I asked the what-could-he-have-done question to WaPo‘s Jennifer Rubin in our most recent Ricochet podcast, and she had a surprising answer: “tax reform.” It’s certainly clear now that sweeping bipartisan tax reform, cutting loopholes and lowering marginal rates, is a doable piece of legislation. Maybe Obama could have gotten it done in 2009, as part of an economic “focus,” arguing that it would help create jobs in the medium term if not the short term. He might even have snuck in an overall tax increase while he had a Democratic House and a filibuster-proof Democratic Senate majority. And maybe, having accomplished that, he wouldn’t have lost that majority. Sure, this is only clear, if at all, in hindsight. But that’s why we have leaders–to recognize political possibilities that only become clear in hindsight.

One argument against Rubin’s speculation is that, precisely because achieving tax reform before the mid-terms would have helped Democrats, Republicans would have made sure it didn’t happen. But presidents, at least successful ones, have ways of making their enemies cooperate, usually through a combination of reward, intimidation, and theft. Obama would have taken the GOP’s own big idea and run with it–you’d think he could have broken off at least a few GOP votes, in a way he couldn’t with Obamacare. Anyway, Rubin argues, he wouldn’t have needed GOP votes under filibuster-avoiding budget rules. (Remember “reconciliation”?)

A better argument is that a big tax reform will happen in the next few years anyway. It seems to be one of the only means of addressing the budget crisis in a way that’s palatable to Republicans and Democrats. (And it’s a good idea in its own right).
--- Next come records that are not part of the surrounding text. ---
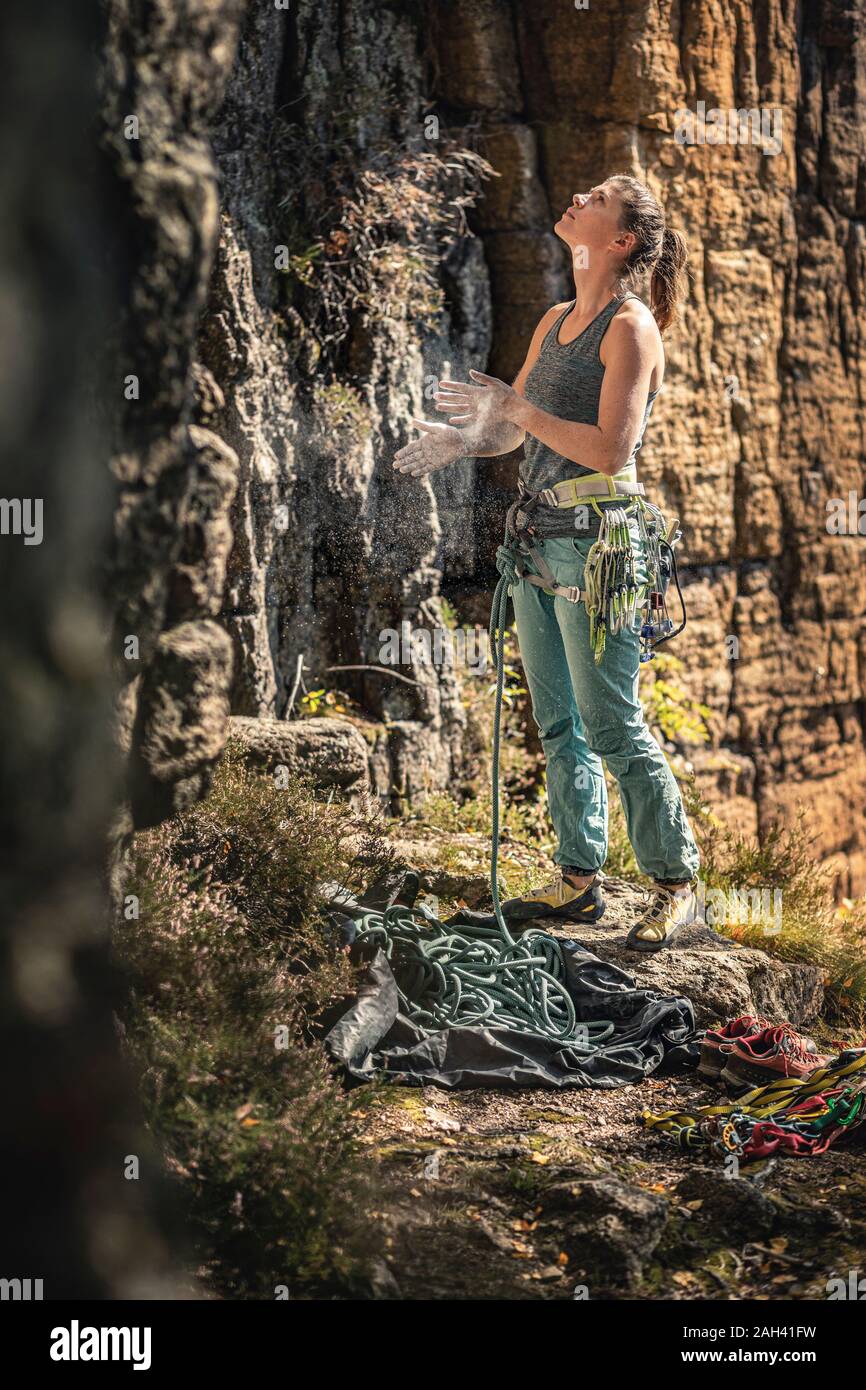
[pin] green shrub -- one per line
(228, 968)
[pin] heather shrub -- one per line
(230, 965)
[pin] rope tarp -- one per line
(426, 1018)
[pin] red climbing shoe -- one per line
(769, 1055)
(717, 1043)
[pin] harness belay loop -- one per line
(612, 592)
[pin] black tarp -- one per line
(374, 1039)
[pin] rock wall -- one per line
(249, 109)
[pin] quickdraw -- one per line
(799, 1116)
(612, 594)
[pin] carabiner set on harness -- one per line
(659, 541)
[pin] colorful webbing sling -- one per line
(612, 594)
(801, 1116)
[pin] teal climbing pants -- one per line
(588, 713)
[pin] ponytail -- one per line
(658, 249)
(666, 281)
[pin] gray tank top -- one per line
(566, 380)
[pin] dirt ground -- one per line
(540, 1194)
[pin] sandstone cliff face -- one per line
(759, 423)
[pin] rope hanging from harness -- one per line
(799, 1116)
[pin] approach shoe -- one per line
(717, 1043)
(667, 912)
(558, 898)
(769, 1055)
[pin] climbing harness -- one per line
(612, 594)
(791, 1115)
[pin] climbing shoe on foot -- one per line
(558, 900)
(669, 909)
(768, 1055)
(717, 1043)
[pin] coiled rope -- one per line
(470, 975)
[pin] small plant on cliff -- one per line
(230, 966)
(669, 706)
(370, 214)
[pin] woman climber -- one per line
(584, 555)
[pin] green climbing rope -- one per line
(473, 975)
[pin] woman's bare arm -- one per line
(630, 350)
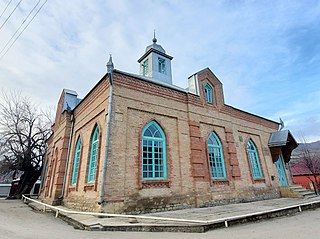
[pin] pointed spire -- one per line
(110, 65)
(154, 37)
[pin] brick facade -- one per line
(187, 121)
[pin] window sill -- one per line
(155, 184)
(220, 182)
(89, 187)
(259, 180)
(72, 188)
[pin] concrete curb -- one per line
(188, 227)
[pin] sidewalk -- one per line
(193, 220)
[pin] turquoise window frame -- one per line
(254, 160)
(154, 161)
(162, 65)
(44, 177)
(208, 93)
(76, 161)
(93, 156)
(215, 154)
(145, 68)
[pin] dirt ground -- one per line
(17, 220)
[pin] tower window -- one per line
(145, 68)
(208, 93)
(162, 65)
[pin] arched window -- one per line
(44, 176)
(93, 156)
(254, 160)
(218, 170)
(76, 162)
(208, 93)
(154, 164)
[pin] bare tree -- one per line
(23, 133)
(310, 160)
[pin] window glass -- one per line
(216, 159)
(153, 152)
(254, 160)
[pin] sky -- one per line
(265, 53)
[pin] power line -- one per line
(23, 29)
(5, 8)
(19, 27)
(10, 14)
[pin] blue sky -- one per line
(266, 53)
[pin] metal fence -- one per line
(4, 189)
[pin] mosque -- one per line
(137, 143)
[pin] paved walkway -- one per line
(193, 220)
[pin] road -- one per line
(17, 220)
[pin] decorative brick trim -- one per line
(259, 180)
(71, 189)
(155, 184)
(220, 182)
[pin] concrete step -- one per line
(296, 187)
(302, 191)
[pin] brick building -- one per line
(137, 143)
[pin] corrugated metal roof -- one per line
(278, 138)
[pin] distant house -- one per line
(302, 175)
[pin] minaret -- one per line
(155, 63)
(110, 65)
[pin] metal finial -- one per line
(154, 36)
(110, 65)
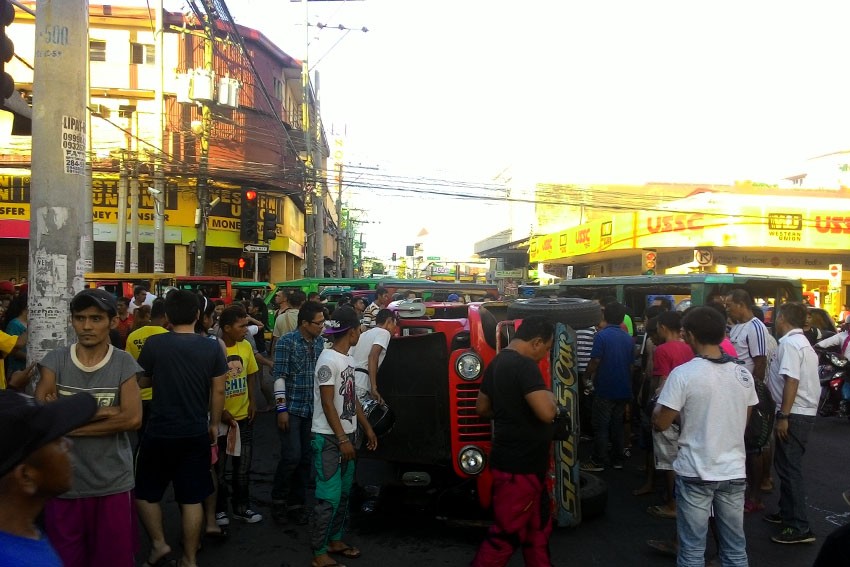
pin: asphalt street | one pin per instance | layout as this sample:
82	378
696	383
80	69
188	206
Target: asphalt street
407	537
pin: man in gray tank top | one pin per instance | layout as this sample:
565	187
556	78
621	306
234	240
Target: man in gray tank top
92	524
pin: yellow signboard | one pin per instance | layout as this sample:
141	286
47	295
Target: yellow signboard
180	206
744	227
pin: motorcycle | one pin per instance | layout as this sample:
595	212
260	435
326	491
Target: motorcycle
832	369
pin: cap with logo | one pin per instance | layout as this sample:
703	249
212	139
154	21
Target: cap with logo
26	425
94	297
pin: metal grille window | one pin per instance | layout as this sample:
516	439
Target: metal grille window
142	54
97	50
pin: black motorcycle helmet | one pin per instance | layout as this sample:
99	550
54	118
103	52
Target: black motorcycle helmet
380	416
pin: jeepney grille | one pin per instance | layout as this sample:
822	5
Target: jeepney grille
470	426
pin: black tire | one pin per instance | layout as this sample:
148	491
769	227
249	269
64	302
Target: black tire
594	496
575	312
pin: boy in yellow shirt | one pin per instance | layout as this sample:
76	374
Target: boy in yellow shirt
239	411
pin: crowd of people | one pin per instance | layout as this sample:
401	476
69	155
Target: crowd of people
163	392
720	405
176	384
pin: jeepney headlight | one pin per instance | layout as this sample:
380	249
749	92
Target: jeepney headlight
468	366
471	460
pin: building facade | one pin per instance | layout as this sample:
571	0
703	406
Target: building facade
256	141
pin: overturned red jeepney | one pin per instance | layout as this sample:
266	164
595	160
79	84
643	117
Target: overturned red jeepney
438	448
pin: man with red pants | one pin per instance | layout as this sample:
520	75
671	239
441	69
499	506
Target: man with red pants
522	408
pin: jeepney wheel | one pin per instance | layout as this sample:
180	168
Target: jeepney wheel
575	312
594	496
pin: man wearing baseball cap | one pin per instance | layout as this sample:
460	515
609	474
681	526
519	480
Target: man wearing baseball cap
336	413
93	523
35	466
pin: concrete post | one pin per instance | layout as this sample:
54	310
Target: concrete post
159	176
58	200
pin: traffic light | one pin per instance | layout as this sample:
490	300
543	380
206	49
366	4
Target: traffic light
248	217
269	226
7	50
650	262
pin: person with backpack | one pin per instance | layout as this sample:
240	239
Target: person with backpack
752	341
711	396
794	384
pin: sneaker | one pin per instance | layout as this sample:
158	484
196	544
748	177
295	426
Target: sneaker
790	535
248	516
279	513
591	466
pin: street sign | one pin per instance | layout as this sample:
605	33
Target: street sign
704	256
835	276
256	248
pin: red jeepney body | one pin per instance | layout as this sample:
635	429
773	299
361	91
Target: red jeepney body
431	377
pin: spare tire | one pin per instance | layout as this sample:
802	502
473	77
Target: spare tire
575	312
594	496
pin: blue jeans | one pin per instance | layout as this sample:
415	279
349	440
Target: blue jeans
788	460
293	469
607	420
694	501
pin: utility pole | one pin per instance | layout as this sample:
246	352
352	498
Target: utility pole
134	215
121	237
57	260
159	176
312	201
340	239
203	164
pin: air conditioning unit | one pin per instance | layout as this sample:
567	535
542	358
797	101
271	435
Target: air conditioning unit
99	110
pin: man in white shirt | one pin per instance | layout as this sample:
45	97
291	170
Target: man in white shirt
794	385
712	395
336	415
749	336
369	353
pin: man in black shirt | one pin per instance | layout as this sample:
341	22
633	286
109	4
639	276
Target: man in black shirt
515	396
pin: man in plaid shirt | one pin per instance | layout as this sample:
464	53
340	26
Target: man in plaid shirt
295	355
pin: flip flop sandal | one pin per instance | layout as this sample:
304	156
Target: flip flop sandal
348	552
661	512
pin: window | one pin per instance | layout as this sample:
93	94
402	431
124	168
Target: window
278	89
142	54
97	50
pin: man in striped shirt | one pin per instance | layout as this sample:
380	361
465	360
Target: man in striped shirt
295	356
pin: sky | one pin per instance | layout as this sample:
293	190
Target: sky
467	93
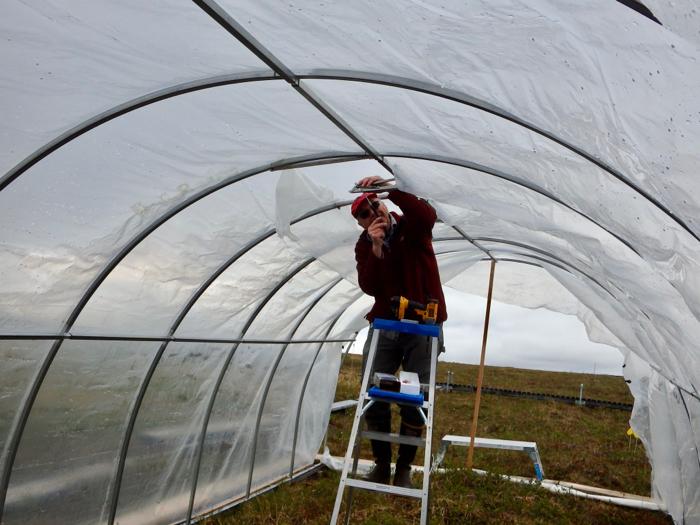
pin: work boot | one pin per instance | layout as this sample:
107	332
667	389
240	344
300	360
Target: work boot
402	476
380	473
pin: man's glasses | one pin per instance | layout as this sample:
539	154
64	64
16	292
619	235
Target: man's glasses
370	210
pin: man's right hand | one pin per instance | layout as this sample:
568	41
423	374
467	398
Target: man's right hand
377	232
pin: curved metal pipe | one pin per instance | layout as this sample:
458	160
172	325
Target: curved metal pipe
127	107
37	381
508	178
303	389
116	485
271	376
229	357
545	253
467	100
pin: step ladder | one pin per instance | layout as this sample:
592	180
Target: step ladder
367	399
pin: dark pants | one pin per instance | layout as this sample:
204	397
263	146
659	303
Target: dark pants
411	353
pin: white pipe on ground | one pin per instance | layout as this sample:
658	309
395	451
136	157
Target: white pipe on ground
558	487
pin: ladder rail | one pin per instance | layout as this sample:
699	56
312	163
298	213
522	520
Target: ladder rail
352	453
359	410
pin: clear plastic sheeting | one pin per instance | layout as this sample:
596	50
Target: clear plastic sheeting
181	170
157	480
20	362
46	48
225	468
65	465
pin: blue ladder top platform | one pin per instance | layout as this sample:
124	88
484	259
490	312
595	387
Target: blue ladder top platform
407	327
396	397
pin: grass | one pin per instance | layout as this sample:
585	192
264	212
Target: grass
578	444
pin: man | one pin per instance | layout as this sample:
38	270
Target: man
395	257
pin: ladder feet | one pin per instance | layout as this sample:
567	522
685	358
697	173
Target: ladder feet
380	473
402	477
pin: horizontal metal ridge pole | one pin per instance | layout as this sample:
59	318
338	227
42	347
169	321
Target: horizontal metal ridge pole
378	487
81	337
468	100
227	22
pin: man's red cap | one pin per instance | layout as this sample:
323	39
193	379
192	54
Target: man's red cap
358	202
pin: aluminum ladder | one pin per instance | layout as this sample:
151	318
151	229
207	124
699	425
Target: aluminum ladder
347	478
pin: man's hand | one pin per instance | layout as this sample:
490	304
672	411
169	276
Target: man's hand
377	232
369	181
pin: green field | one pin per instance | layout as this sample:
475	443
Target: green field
577	444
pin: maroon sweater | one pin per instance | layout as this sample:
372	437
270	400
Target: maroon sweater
409	267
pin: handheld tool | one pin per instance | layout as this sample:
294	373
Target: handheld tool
427	313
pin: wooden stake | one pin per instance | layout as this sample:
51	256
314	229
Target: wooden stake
477	402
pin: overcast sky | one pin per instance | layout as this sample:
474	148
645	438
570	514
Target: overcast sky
520	337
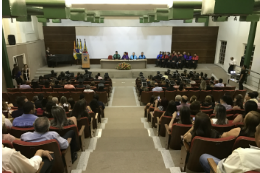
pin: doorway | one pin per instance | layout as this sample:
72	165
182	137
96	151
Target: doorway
19	60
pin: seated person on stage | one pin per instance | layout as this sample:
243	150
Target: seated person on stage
133	56
42	133
142	56
25	85
68	86
158	61
125	56
116	56
195	60
27	118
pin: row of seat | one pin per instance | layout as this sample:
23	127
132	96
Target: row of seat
170	95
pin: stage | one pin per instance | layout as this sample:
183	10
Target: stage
133	73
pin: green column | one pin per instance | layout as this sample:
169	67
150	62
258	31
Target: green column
250	43
5	64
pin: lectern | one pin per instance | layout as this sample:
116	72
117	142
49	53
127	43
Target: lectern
85	60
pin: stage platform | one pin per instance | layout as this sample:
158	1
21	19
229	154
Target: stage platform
114	73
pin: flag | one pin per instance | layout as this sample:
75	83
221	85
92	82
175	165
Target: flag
80	47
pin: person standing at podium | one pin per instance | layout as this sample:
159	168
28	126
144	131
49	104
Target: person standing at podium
125	56
133	57
116	56
142	56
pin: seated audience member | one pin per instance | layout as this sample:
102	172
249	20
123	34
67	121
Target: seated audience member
125	56
170	110
208	102
203	85
161	104
181	87
251	121
219	84
64	103
60	118
249	106
184	117
157	88
71	102
251	96
47	84
193	99
88	89
57	84
241	160
202	127
178	100
47	112
28	117
220	115
55	100
69	86
238	102
223	101
80	85
5	135
17	162
195	108
133	56
20	102
25	85
184	101
80	110
42	133
142	56
99	102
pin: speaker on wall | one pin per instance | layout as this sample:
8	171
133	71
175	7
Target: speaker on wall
11	40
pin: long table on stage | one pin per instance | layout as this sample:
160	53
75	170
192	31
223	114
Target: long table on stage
111	64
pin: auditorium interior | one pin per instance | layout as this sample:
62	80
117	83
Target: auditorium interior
106	86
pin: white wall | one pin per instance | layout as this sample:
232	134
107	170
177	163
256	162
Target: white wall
236	34
104	41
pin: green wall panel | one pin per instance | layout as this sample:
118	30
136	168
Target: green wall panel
180	13
56	12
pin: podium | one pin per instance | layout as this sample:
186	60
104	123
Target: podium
85	60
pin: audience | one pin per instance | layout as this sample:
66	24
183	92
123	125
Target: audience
249	106
220	115
42	133
27	118
241	159
202	127
184	100
184	116
219	84
251	121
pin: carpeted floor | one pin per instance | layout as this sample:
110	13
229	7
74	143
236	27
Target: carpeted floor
125	146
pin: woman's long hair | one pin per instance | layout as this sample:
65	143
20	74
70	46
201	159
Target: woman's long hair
220	111
171	108
185	115
202	125
59	116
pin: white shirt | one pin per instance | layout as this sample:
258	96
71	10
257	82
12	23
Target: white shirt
219	85
232	62
157	89
241	160
14	162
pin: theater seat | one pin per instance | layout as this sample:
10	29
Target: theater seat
244	142
17	131
218	147
173	136
62	161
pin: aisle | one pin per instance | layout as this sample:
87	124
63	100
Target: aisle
125	145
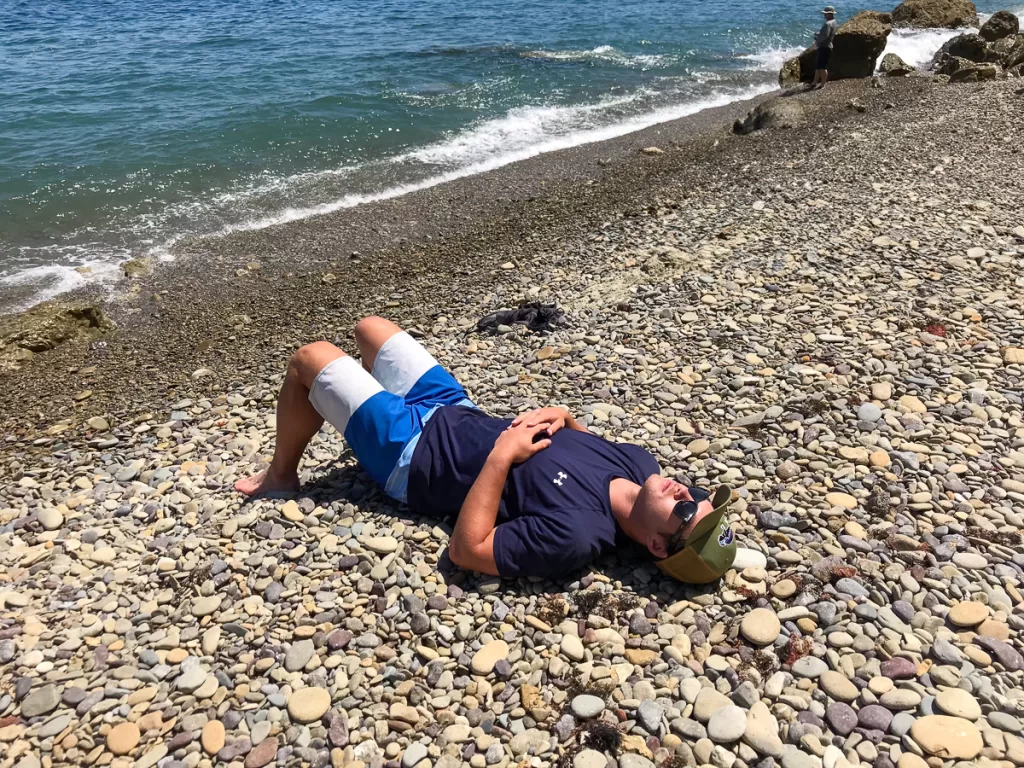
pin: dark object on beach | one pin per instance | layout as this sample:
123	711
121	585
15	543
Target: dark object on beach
858	44
537	316
1001	24
949	14
772	113
894	67
963	71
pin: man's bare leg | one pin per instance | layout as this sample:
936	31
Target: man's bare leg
371	333
297	421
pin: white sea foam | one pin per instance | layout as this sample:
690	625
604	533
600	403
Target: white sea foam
916	47
604	54
47	281
476	142
521	133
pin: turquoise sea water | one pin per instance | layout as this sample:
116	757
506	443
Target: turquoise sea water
129	124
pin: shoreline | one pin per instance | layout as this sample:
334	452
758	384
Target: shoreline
827	318
209	283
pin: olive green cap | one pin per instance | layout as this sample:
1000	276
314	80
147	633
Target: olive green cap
711	548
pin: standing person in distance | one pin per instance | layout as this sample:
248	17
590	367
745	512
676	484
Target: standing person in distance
823	45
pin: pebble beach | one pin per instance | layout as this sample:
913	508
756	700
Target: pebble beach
827	318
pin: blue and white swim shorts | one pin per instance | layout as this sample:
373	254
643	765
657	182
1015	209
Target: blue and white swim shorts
381	415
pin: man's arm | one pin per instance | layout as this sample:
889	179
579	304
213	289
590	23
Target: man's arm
472	543
555	416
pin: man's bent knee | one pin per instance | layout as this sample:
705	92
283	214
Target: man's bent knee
311	358
371	333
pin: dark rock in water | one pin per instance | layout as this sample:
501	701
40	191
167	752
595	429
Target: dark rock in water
894	67
1008	52
970	46
949	14
773	113
47	326
1001	24
858	44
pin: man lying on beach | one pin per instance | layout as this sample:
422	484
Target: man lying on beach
539	495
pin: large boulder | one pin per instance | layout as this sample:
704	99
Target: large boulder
47	326
1001	24
858	44
1007	52
894	67
949	14
970	46
772	113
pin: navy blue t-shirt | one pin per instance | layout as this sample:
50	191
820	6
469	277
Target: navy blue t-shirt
555	513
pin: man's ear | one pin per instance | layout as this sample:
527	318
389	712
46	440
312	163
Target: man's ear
657	546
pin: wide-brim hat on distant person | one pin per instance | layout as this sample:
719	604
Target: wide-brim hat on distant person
711	548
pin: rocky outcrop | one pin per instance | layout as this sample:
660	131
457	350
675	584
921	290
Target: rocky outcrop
1000	25
772	113
858	44
945	13
1005	53
892	66
47	326
135	267
970	46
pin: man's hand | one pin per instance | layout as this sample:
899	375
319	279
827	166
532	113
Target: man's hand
554	416
517	442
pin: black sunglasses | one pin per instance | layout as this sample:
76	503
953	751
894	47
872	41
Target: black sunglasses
685	510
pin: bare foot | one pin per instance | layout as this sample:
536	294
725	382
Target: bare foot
264	482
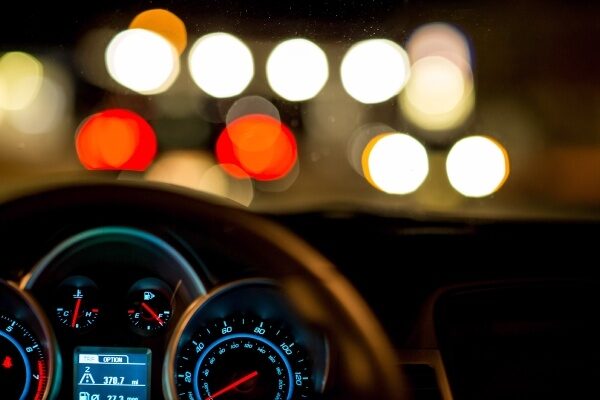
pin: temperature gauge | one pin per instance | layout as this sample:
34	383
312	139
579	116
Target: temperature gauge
77	306
150	306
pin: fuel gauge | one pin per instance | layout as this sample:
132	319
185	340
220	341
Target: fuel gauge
77	306
150	306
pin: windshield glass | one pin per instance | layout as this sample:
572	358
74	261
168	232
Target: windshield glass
405	108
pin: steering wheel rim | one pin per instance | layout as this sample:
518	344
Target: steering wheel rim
367	367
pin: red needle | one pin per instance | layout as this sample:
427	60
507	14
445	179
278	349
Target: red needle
233	385
76	312
153	314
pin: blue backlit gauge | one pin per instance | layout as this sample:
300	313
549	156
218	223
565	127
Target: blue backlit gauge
243	358
23	367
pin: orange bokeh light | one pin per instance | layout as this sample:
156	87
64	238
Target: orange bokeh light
115	139
258	146
164	23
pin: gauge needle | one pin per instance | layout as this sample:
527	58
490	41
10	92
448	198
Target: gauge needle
76	312
233	385
153	314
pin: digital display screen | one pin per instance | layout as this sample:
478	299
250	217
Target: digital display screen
112	373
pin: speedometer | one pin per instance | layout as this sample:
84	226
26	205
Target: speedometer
243	357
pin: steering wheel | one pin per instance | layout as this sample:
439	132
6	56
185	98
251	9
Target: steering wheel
366	367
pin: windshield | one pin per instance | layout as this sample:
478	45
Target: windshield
405	108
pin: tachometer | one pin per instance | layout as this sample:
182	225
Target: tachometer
28	351
23	369
243	357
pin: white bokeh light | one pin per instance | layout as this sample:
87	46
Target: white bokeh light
142	61
221	64
436	86
477	166
297	69
375	70
396	163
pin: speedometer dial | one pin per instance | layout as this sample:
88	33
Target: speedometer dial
23	367
243	357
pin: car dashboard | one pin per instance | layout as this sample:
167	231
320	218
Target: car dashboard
115	304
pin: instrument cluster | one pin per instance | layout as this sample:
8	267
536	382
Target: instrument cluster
130	318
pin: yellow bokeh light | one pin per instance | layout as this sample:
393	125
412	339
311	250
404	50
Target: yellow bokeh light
44	113
165	23
395	163
21	77
297	69
440	39
374	70
477	166
221	64
142	61
438	96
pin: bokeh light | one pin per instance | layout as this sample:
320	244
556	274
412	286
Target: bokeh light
21	77
395	163
440	39
477	166
297	69
375	70
221	64
258	146
44	113
142	61
116	139
438	96
164	23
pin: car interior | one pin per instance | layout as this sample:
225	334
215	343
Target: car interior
358	199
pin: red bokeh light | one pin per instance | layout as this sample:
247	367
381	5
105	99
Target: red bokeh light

Universal health coverage doesn’t have a similar asteroid-bearing-down-on-us inevitablity. If Obama hadn’t pursued his big health bill in 2009 it arguably would have never happened, at least not during his presidency. Even if tax reform got done before November, 2010, Obama wasn’t going to get a bigger Senate majority after that election. Much more likely that he’d lose his 60th vote. Meanwhile the initial good will that any incoming President has would have dissipated.

This isn’t like Bill Clinton’s big 1994 mistake of pivoting from the economy to Hillarycare instead of to welfare reform. Pivoting to welfare would have built public confidence and allowed Dems’ to do bigger things (like Hillarycare) that they couldn’t do until they’d made it clear to voters that they weren’t liberal caricatures who like to spend money heedless of popular values (like work). Tax reform doesn’t really address a similarly fundamental source of popular misgiving–do you worry that Dems will never rejigger the tax system? More likely it would inflame popular doubt–i.e., when Dems called for tax increases under cover of reform. Tax reform just isn’t a confidence-builder in the same way welfare reform potentially was in 1994 (and, in fact, proved to be when it finally happened in 1996). Because of his 1994 mistake, Clinton got neither a health care bill nor welfare reform bill in his first two years. But Obama actually passed his health bill. Whether he did a good job selling it to voters is a separate question, the answer to which is “no.”

Yes, there’s been serious political fallout for Democratic politicians (which seems to be what Frank means when he says “we paid a terrible price for health care.” But–despite Rubin’s tantalizing tax reform counterfactual–Congressional Dems who claim to support Obamacare would seem to be letting their current bleak political self-interest cloud their judgment if they think they would have accomplished more in Barney Frank’s alternate universe.